Results After completing and running the program, I discovered that from levels 70 to 80, the most popular classes are death knight, hunter, and priest in the that order, whereas, in levels 0 to 10, the most popular classes are hunter, paladin, and warrior in the that order. The two tailed p-value of the two sets came out to be -0.27 and 0.49, which suggests that players typically swaps classes in between levels 080. This suggests that players tend to switch toward classes that are “stronger” than others and those classes would be death knight, hunter, and priest respectively. This trend is also noticeable in the result because the counts of the ‘priest’ class, which placed 2nd to last in levels 0 to 10 placed 3rd from levels 70 to 80. As for the graphs of the character counts of each class between the top 20 levels and the bottom 20 levels, it is also significant to note that the top 3 played class in the top 20 levels is still Death Knight,
Hunter, and Priest. The top 2 character counts of the bottom 20 levels also remained to be Hunter and Paladin. As for the predictions for each race, if a random player is chosen from the Troll race, he or she would most likely be a Hunter. An Undead would most likely be a Mage. A Tauren would most likely be a Druid. An Orc would most likely be a Hunter. Lastly, a Blood Elf would most likely be a Death Knight. Out of the 229 zone-character predictions, traits that were common based on the results printed from the program were Blood Elves and Death Knights. This also is a reasonable result because, as we could tell form the level-class relationships earlier, the most popular class in the higher levels would be Death Knights. Based on the outputs of the program, the results from the zone-character predictions also suggest that most zones in World of Warcraft contain level 80 players because the most common level for the players in each zone 80.

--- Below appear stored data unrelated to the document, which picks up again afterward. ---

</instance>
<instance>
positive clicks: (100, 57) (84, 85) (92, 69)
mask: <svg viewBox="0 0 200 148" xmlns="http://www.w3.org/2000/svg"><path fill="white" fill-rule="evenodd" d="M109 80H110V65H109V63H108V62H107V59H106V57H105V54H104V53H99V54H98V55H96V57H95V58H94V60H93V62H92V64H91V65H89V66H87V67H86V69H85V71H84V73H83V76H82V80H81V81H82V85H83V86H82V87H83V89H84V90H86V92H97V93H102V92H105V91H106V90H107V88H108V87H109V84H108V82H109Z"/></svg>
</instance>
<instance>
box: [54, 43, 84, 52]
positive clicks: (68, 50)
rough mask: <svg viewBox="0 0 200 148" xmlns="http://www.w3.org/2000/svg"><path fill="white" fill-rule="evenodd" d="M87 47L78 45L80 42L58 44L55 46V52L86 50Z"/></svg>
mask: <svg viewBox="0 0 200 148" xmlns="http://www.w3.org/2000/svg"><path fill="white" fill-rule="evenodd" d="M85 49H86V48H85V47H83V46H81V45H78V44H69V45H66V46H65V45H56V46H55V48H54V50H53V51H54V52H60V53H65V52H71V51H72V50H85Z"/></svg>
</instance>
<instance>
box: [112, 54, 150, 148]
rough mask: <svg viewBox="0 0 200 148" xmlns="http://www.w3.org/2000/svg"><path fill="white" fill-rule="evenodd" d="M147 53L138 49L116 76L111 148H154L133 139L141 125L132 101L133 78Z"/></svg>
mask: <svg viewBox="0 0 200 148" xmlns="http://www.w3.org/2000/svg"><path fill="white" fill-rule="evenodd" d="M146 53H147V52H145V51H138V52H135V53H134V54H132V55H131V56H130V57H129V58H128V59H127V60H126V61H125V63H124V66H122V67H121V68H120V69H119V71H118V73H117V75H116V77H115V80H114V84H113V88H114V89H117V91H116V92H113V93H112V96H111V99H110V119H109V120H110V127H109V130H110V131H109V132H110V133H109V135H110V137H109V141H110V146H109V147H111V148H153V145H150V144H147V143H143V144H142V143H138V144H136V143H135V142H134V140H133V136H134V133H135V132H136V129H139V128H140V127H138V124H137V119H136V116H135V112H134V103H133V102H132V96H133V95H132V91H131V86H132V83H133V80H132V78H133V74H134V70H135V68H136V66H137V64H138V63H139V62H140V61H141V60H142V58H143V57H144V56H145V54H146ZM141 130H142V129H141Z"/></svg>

Reproducing the Results In order to reproduce the results of this analysis, one can download the dataset from http://mmnet.iis.sinica.edu.tw/dl/wowah/ After extracting the .rar file there will be two folders “img” and “WoWAH”. After opening the “WoWAH” folder there will be a set of folders with dates as its names. In my analysis, I used the “2009_01” folder, representing the data collected from January, 2009. Extract 2009_01 folder to the same directory as my python program will allow it to be read by the program. To execute the program in the command line client of the computer, one needs to navigate to the directory where the program is located along with “2009_01” folder. The command to type in the command line client to reproduce my results is “python wowdata.py 2009_01”.
Collaboration I worked alone on the assignment.

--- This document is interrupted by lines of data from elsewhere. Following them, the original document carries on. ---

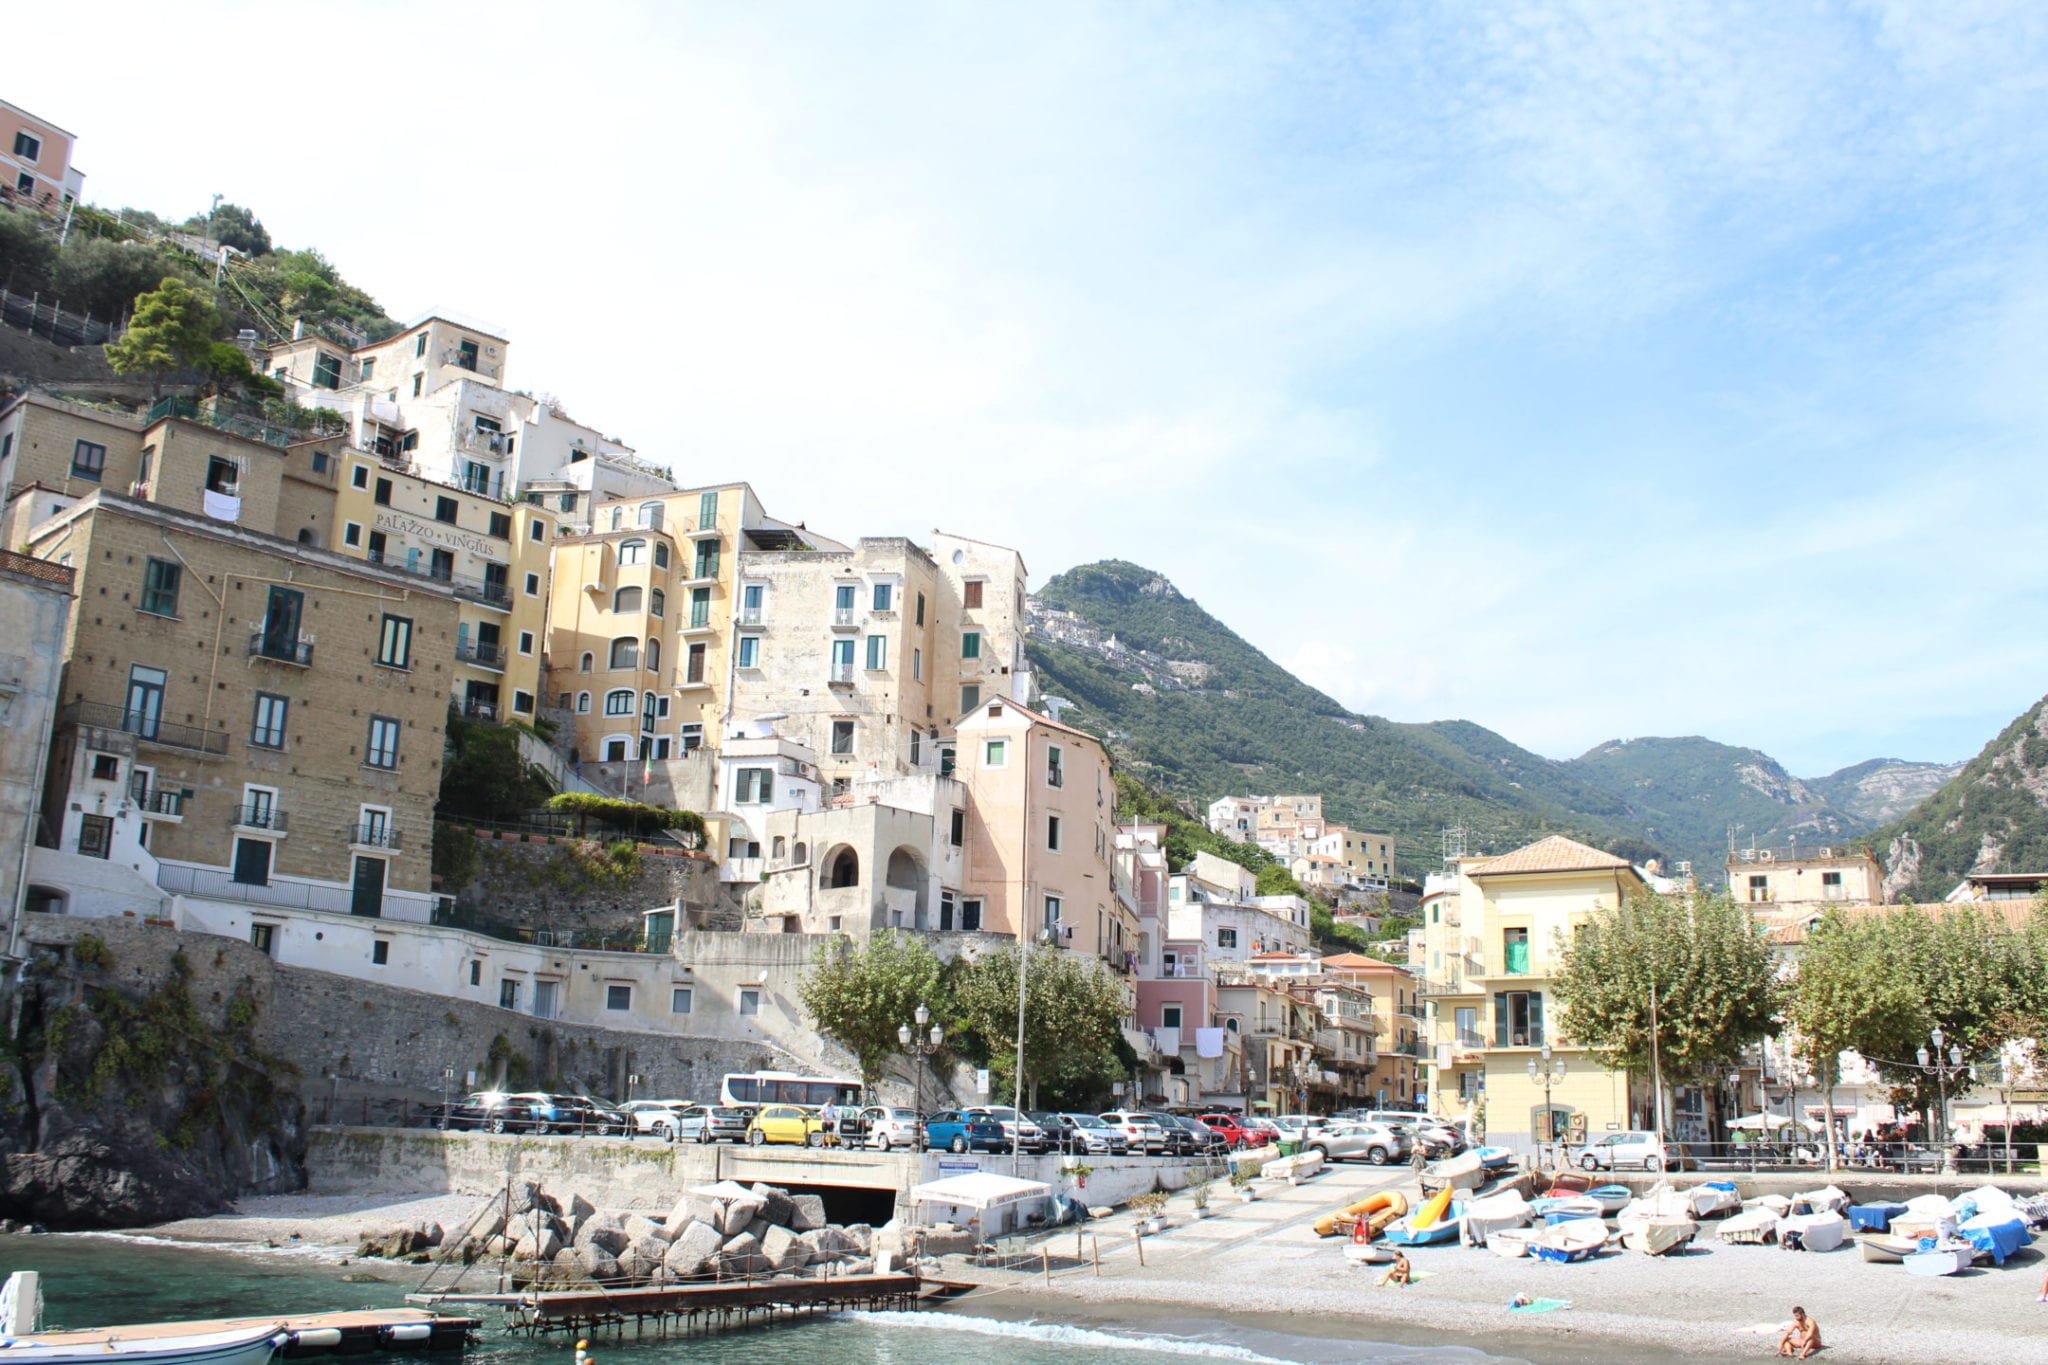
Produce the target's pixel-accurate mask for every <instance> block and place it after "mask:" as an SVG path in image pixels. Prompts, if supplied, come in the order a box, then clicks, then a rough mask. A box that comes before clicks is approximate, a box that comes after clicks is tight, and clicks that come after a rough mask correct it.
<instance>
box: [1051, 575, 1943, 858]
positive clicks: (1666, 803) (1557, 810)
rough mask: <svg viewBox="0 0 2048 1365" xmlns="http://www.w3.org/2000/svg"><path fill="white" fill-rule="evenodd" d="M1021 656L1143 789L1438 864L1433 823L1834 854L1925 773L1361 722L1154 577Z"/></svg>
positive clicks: (1075, 597) (1220, 623) (1934, 779)
mask: <svg viewBox="0 0 2048 1365" xmlns="http://www.w3.org/2000/svg"><path fill="white" fill-rule="evenodd" d="M1028 649H1030V657H1032V663H1034V667H1036V669H1038V686H1040V690H1042V692H1044V694H1047V696H1059V698H1065V700H1069V702H1073V710H1069V712H1067V720H1071V722H1075V724H1081V726H1083V729H1092V731H1094V733H1098V735H1104V737H1106V739H1108V741H1110V747H1112V749H1114V751H1116V755H1118V759H1120V761H1122V763H1124V765H1128V767H1130V769H1133V772H1135V774H1137V776H1139V778H1143V780H1145V782H1149V784H1151V786H1157V788H1161V790H1165V792H1171V794H1176V796H1180V798H1184V800H1190V802H1196V804H1202V806H1206V804H1208V802H1210V800H1214V798H1219V796H1227V794H1241V792H1321V794H1323V798H1325V810H1327V812H1329V814H1331V819H1335V821H1343V823H1348V825H1354V827H1358V829H1374V831H1389V833H1393V835H1399V839H1401V866H1403V868H1405V870H1407V872H1409V874H1411V876H1415V874H1421V872H1423V870H1430V868H1434V866H1436V864H1438V857H1440V849H1442V831H1444V827H1450V825H1462V827H1464V831H1466V847H1468V849H1470V851H1505V849H1509V847H1516V845H1520V843H1524V841H1530V839H1536V837H1540V835H1546V833H1567V835H1573V837H1577V839H1585V841H1587V843H1595V845H1599V847H1606V849H1614V851H1616V853H1624V855H1628V857H1636V860H1642V857H1651V855H1663V857H1665V860H1673V862H1675V860H1690V862H1692V864H1694V866H1696V868H1698V872H1700V874H1702V876H1704V878H1706V880H1718V876H1720V868H1722V860H1724V855H1726V847H1729V829H1731V827H1739V831H1737V835H1739V839H1741V841H1743V843H1759V845H1765V843H1767V845H1788V843H1812V845H1825V843H1845V841H1849V839H1855V837H1858V835H1864V833H1868V831H1870V827H1872V825H1874V823H1876V821H1878V819H1884V817H1874V814H1870V810H1882V808H1884V802H1886V800H1894V802H1896V800H1905V796H1907V794H1911V790H1913V788H1915V786H1921V788H1925V790H1931V786H1933V784H1935V782H1937V780H1939V774H1942V772H1944V767H1942V765H1937V763H1894V761H1890V759H1880V761H1874V763H1860V765H1855V767H1849V769H1843V772H1841V774H1831V776H1829V778H1823V780H1817V782H1802V780H1798V778H1792V776H1790V774H1786V769H1784V767H1782V765H1780V763H1778V761H1776V759H1772V757H1769V755H1765V753H1759V751H1755V749H1739V747H1733V745H1720V743H1714V741H1710V739H1698V737H1686V739H1630V741H1612V743H1604V745H1595V747H1593V749H1589V751H1587V753H1583V755H1579V757H1577V759H1565V761H1559V759H1546V757H1542V755H1538V753H1530V751H1528V749H1522V747H1520V745H1516V743H1511V741H1507V739H1503V737H1501V735H1495V733H1493V731H1489V729H1485V726H1481V724H1475V722H1470V720H1438V722H1430V724H1405V722H1395V720H1386V718H1382V716H1360V714H1354V712H1350V710H1346V708H1343V704H1339V702H1337V700H1333V698H1329V696H1325V694H1323V692H1317V690H1315V688H1311V686H1307V684H1303V681H1300V679H1298V677H1294V675H1292V673H1288V671H1286V669H1284V667H1280V665H1278V663H1274V661H1272V659H1268V657H1266V655H1264V653H1260V651H1257V649H1255V647H1251V645H1249V643H1245V641H1243V639H1241V636H1239V634H1235V632H1233V630H1231V628H1229V626H1225V624H1223V622H1219V620H1217V618H1214V616H1210V614H1208V612H1204V610H1202V606H1200V604H1196V602H1194V600H1190V598H1188V596H1184V593H1182V591H1180V589H1176V587H1174V583H1169V581H1167V579H1163V577H1161V575H1157V573H1153V571H1149V569H1143V567H1139V565H1130V563H1120V561H1104V563H1096V565H1083V567H1079V569H1069V571H1067V573H1063V575H1059V577H1055V579H1053V581H1049V583H1047V585H1044V587H1042V589H1040V593H1038V596H1036V598H1034V602H1032V618H1030V632H1028Z"/></svg>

Reflection This assignment takes a lot of thinking and it is the very definition of working on real world problems. In the future I would suggest students work in groups if possible because it would lead to a lot of discussion about what data do they want to obtain and how to obtain and calculate them. The due date of this assignment is also kind of rushed because, from the time that the students gets back their comments for part 1, the students only have approximately 4 days (not including late days) to do part 2.